More Accurate Matching, Under the Hood
Several June changes aren't visible as new pages but make the trial matching itself more accurate:
- An eligibility-parsing bug fix. A trial criterion phrased as "not included" was in some cases being read as a criterion you met — a text-matching slip where the word "included" inside "not included" flipped the result. It's fixed, so exclusion criteria are read correctly.
- Better ordering for pretreated patients. When your profile signals a specific biomarker or a heavily-pretreated history, matching trials now surface higher in the list rather than getting buried.
- Fewer dead-end results. Trials that are marked "not yet recruiting" with no open sites in your country are now filtered out when you've set a location, and there's a display-side safety net so a search never lands you on an empty page.
- Stage-mismatch handling. Trials requiring a clearly different disease stage than yours are now deprioritized deterministically, so the top of your list stays relevant.
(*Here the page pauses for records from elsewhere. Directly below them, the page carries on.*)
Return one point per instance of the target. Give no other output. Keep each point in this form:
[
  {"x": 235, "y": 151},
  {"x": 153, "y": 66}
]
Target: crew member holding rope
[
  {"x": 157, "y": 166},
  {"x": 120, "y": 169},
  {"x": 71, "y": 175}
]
The Wizard Got Much Faster
The wizard's first step — turning your cancer type into a working search — used to take around 20 seconds for common cancers while the questionnaire was prepared behind the scenes. It's now effectively instant: for the cancers most people search, that wait went from roughly 20 seconds to a fraction of a second. Less common searches that can't be prepared ahead of time are also noticeably faster than before.
Two changes did most of the work: the data for common cancers is now prepared in advance rather than on demand, and a slow save step that used to hold up your request was moved into the background.
The wizard also no longer breaks on unfamiliar input. If you enter a disease name the system doesn't immediately recognize — a rare subtype, a translation, or a typo — it used to occasionally error out and lose your place. It now falls back gracefully and still returns a usable search.
Smaller Improvements
- Mobile polish. A pass over the results and trial-detail pages fixed layout issues on phones.
- Neuroendocrine tumor grading. The questionnaire now accepts a Ki-67 percentage directly for neuroendocrine tumors, instead of asking you to translate it into a grade.
- Easier to find in search. Structured breadcrumb data was added across the site so pages show a clearer trail in Google results.
- Fresher disease pages. Over two dozen disease pages were re-verified against the trial corpus and updated with post-ASCO 2026 data, so their trial counts and Phase 3 lists reflect the current field.